Risk of blindness from spine surgery down significantly

The risk of blindness caused by spinal fusion, one of the most common surgeries performed in the U.S., has dropped almost three-fold since the late 1990s, according to the largest study of the topic to date.

Results of the research were published online June 30, 2016 in Anesthesiology, the official medical journal of the American Society of Anesthesiologists.

"While there are significant complications that can result from spinal-fusion surgery, it seems that blindness, a catastrophic and devastating complication, is one that has become far rarer in recent years," says Dr.

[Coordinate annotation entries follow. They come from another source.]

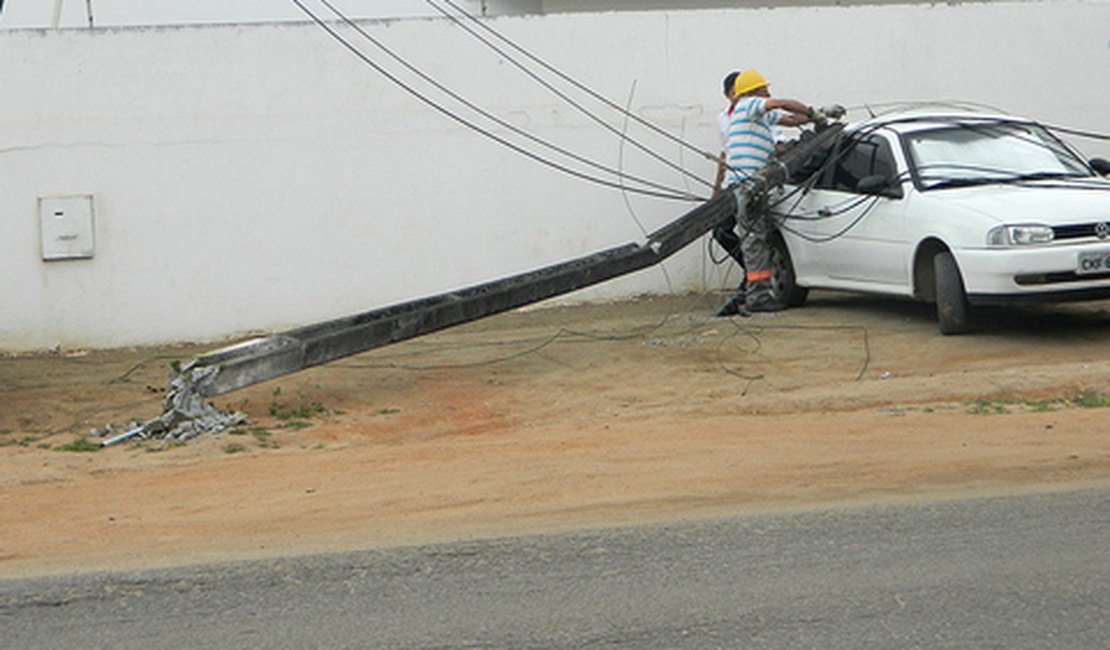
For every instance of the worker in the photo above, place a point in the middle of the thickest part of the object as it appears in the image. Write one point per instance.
(748, 148)
(724, 233)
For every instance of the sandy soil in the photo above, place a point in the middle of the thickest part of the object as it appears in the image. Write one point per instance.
(553, 419)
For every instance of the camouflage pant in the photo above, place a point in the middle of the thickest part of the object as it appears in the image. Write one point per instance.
(755, 226)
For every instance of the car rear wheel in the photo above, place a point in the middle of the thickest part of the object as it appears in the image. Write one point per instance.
(952, 310)
(783, 277)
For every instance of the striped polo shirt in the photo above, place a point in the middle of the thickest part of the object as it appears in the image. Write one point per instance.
(750, 138)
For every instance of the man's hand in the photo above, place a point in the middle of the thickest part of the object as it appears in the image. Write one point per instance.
(823, 114)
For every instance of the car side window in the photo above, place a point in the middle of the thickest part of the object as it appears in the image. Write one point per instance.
(859, 159)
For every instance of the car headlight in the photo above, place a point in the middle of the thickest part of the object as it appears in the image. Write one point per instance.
(1019, 235)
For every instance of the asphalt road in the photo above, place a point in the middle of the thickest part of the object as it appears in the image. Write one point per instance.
(1017, 571)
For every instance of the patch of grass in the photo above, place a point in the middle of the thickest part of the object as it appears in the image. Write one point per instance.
(1091, 399)
(152, 447)
(984, 406)
(262, 437)
(303, 410)
(79, 445)
(1001, 405)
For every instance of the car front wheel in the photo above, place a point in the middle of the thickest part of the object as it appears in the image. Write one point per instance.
(952, 310)
(781, 275)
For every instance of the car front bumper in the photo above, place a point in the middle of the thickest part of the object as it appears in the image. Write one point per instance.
(1043, 273)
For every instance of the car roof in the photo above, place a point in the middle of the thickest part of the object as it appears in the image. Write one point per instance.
(921, 117)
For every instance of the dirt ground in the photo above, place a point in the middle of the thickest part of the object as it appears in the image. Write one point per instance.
(552, 419)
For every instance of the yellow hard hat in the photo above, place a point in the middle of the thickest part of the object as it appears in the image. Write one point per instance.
(747, 81)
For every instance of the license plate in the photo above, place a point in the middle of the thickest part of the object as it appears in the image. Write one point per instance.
(1093, 262)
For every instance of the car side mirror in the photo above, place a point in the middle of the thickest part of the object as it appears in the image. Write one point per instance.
(879, 184)
(1101, 165)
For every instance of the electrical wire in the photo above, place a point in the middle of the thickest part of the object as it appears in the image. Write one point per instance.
(480, 110)
(625, 111)
(578, 84)
(427, 101)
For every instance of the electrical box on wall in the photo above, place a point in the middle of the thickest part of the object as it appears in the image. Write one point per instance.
(67, 226)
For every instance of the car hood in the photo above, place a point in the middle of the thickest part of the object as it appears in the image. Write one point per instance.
(1048, 202)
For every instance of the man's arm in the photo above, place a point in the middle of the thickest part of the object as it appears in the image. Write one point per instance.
(796, 112)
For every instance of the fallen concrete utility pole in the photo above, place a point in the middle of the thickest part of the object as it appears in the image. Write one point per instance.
(259, 359)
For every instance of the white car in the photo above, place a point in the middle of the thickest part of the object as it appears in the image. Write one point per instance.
(956, 209)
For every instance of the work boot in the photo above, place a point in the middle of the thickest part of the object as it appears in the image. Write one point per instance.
(765, 304)
(734, 305)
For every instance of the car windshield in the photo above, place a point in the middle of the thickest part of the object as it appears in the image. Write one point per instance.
(972, 153)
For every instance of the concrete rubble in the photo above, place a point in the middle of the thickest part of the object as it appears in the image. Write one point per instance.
(185, 414)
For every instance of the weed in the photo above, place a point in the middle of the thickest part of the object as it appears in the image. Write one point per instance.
(79, 445)
(262, 437)
(1092, 399)
(984, 406)
(304, 410)
(154, 448)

Steven Roth, the Michael Reese Endowed Professor of Anesthesiology at the University of Illinois at Chicago College of Medicine, and senior author on the paper.

Nearly 480,000 spinal fusions are performed in the U.S. each year, with an incidence of blindness placed between one-in-1,000 and one-in-10,000. Because most studies on the operation have been very small, it has been difficult to devise guidelines for patients and surgeons in decision-making.

In a spinal fusion, surgeons remove the cartilage disc between two vertebrae and permanently join the spinal bones using bone grafts and screws. It is a last-resort treatment for the pain and nerve damage from degraded discs, which may have been caused by trauma, older age, sedentary lifestyle, or obesity. Genetics plays a role, too. The disc does not have a blood supply, so once injured, it cannot repair itself the way other tissues in the body can.

With the steep jump in numbers of people undergoing spinal fusion in the last 20 years, Roth said, spinal surgeons and anesthesiologists have become even more concerned about the risk for blindness.

"We wanted to know if rates of blindness as a result of these surgeries was stable, increasing or decreasing over time," said Roth, who is also professor of ophthalmology at UIC.

Using data from the Nationwide Impatient Sample, he and his colleagues estimated the number of spinal fusions and cases of blindness caused by the surgery between 1998 and 2012. They looked for procedure codes for spinal fusion surgery and diagnosis codes for ischemic optic neuropathy occurring during or directly after the surgery. Ischemic optic neuropathy causes blindness by damaging the optic nerve.

They estimated that 2,511,073 spinal fusions were performed, resulting in 257 instances of ischemic optic neuropathy, or 1.02 per 10,000 surgeries. But over that time-span, the risk decreased 2.7 fold, or 60 percent.

The researchers noted that significantly increased risk for ischemic optic neuropathy during spinal fusion surgery came with age over 50; male sex; receiving a blood transfusion during the procedure; and obesity.

Roth attributes the decline in risk to the increasing use of minimally invasive surgical techniques.

"The characteristics of the patients undergoing spine fusion haven't changed all that much over the years, although the population has aged," Roth said. "So the variables that must be contributing to the decline in blindness caused by spine fusion surgery are most likely the result of changes made in how the surgery is performed."

Roth believes that changes in anesthesia practice may also be driving the decrease in risk of blindness. Many anesthesiologists now set a stricter limit for how low they will allow blood pressure to drop during surgery, he said, which may help reduce the risk for ischemic optic neuropathy.

Dr. Daniel Rubin of the University of Chicago is the first author on the paper. Isaac Parakati of the University of Chicago; Dr. Lorri Lee of Vanderbilt University; and Dr. Heather Moss and Charlotte Joslin from the department of ophthalmology and visual sciences at UIC are co-authors.